Yes, you can use ChatGPT for translation. After OpenAI’s ChatGPT was released in November 2022 it has taken the world by storm, including the language translation and localization industry, a USD 27bn market.
“No other technology or tool has penetrated to the level” that ChatGPT has, Ramsri Goutham Golla, founder of Supertranslate.ai told SlatorPod. It seems everyone — Slator included — has been testing it out for the translation use case. Whether ChatGPT is an “absolute game changer” (Frederik Pedersen, CEO of EasyTranslate) remains to be determined.
At the time of writing, three major actors have published results of studies on the quality of translations generated by ChatGPT.
Chinese tech company Tencent’s January 2023 paper covered 12 translation directions and compared the output with commercial machine translation (MT) engines, such as Google Translate, DeepL, and Tencent’s own system. The study randomly reviewed only 50 sentences from each set for evaluation.
Intento’s article released in January 2023 compared English-Spanish and English-German translations done by ChatGPT. 500 segment samples with reference translations were set against Amazon, Apptek, Baidu, DeepL, Google, IBM, Microsoft, ModernMT, Niutrans, Systran, and Ubiqus.

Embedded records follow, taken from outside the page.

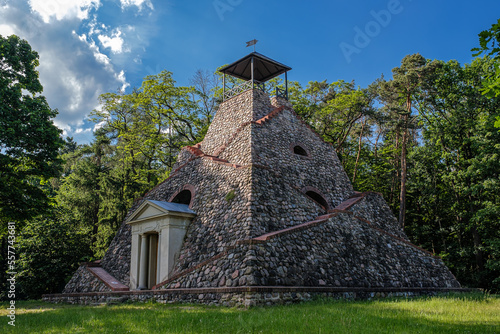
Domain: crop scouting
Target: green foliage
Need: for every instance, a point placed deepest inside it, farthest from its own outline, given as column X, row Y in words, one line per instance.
column 49, row 252
column 489, row 42
column 456, row 180
column 29, row 141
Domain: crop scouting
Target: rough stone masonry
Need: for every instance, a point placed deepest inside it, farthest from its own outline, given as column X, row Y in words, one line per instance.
column 277, row 220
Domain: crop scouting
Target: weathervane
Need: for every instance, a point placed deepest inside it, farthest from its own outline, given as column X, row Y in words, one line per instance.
column 252, row 42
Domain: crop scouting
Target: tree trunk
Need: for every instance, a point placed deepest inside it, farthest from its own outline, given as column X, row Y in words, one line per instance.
column 402, row 196
column 359, row 151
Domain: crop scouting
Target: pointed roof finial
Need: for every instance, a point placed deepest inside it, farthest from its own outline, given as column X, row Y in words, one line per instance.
column 252, row 42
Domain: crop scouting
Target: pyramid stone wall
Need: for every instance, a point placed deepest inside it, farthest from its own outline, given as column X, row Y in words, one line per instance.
column 342, row 251
column 255, row 226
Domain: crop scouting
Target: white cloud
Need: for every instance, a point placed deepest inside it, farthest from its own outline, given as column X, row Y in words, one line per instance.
column 115, row 42
column 63, row 9
column 6, row 30
column 81, row 56
column 137, row 3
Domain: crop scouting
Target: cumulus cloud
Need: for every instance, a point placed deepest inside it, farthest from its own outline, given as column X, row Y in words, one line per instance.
column 114, row 42
column 63, row 9
column 137, row 3
column 81, row 56
column 73, row 70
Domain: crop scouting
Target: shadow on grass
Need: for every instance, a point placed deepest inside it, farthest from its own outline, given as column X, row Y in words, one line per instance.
column 430, row 315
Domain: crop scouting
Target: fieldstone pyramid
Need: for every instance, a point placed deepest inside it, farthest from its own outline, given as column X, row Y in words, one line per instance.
column 261, row 210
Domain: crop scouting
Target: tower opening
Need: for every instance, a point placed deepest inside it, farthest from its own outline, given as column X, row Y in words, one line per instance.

In a paper published in February 2023, Microsoft compared GPT language models to both research and commercial MT engines in 18 high- and low-resource language pairs. They used publicly available datasets and tested at both sentence- and document-level. Multiple metrics as well as human evaluation were employed.
ChatGPT Performs “Competitively”
Microsoft concluded that GPT models produce a “very competitive translation quality for high resource languages” which is in agreement with Tencent’s conclusion that ChatGPT performed “competitively” for high-resource European languages.
Similarly, Intento revealed that “GPT-3 translations are among the best commercial MT engines for English to Spanish, but they fall into the second tier for English to German.” Human LQA found issues including omissions, Do Not Translate errors (DNTs), terminology mistakes, and some questionable grammar.
Low-Resource = Low Quality
Across the board ChatGPT’s translation quality for low-resource languages was found to be inferior. Microsoft described ChatGPT as having “limited capabilities for low resource languages” and Tencent’s BLEU score for English-Romanian was 46.4% lower than it was for English-German.
Tencent nuanced this stating that translation between language families is more difficult than within language families; the performance gap was even greater when translating low-resource language pairs from different language families. E.g., Romanian-Chinese.
Commenting on the results of their domain-specific testing (legal and healthcare), Intento stated, “GPT-3 translations are not up to par”. Equally, Tencent found that ChatGPT fell short of Google Translate and DeepL for Medline abstracts and Reddit comments.
ChatGPT’s own judgment of its’ translation capabilities echoed the findings of Tencent, Intento, and Microsoft: “Yes, you can use ChatGPT for translation…However, it’s important to note that ChatGPT’s translation ability may not be as accurate or precise as a specialized translation tool or a professional translator. Additionally, ChatGPT may not be able to translate certain technical or domain-specific terms accurately. Nonetheless, ChatGPT can be a useful tool for basic language translation tasks.”